Essentially, things like plotting out a character arc and ensuring there’s conflict in every scene is giving readers what they want. The problem with trying to apply these to our writing is that we begin to forget why we’re doing it. It quickly becomes something we feel we have to do because we were told to, not because it matters.
If we all take a moment to remember that the techniques we’re trying to apply are part of a much bigger picture, our writing experience will improve considerably. So try this:
Start thinking like a reader, not a writer.
As a reader, what do you want? What are you looking for in a book? What does it take for a novel to become one of your favourites? Ask yourself these questions. The usual answers are things like:
I want interesting, empathetic characters. Interesting doesn’t mean perfect, it means flawed, quirky, different. Those flaws take your character on a journey: a character arc that touches down at the other end and fills the reader with pride.
I want a plot with a memorable conclusion. Memorable doesn’t have to be in your face, it could be the most obvious or obscure explanation for a series of events. Lead readers away from it throughout the novel by exploring other, completely plausible, options.

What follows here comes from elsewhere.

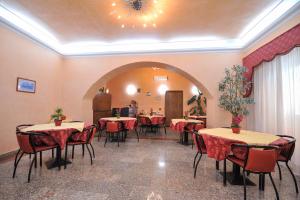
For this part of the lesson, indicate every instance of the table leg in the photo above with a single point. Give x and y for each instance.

I want a story that changes my perspective of something. The change doesn’t have to be extreme. Simply introducing a ‘what-if’ is enough to make a reader question their impression of the world.
Now write down what you find interesting in a person, situations that would make you cringe, an ending you’d contemplate for hours, something someone once said that changed your perspective. Incorporate all those things into your own writing and you’ll notice that it’s easier to create conflict, push your characters and deliver a kick-ass plot.
Sometimes it’s easier to focus on an audience of one – yourself, your mum, your best friend – and write something for them. The odds are that there are plenty of others out there that would like what you’ve written just as much, if not more.
Do you think like a reader or a writer?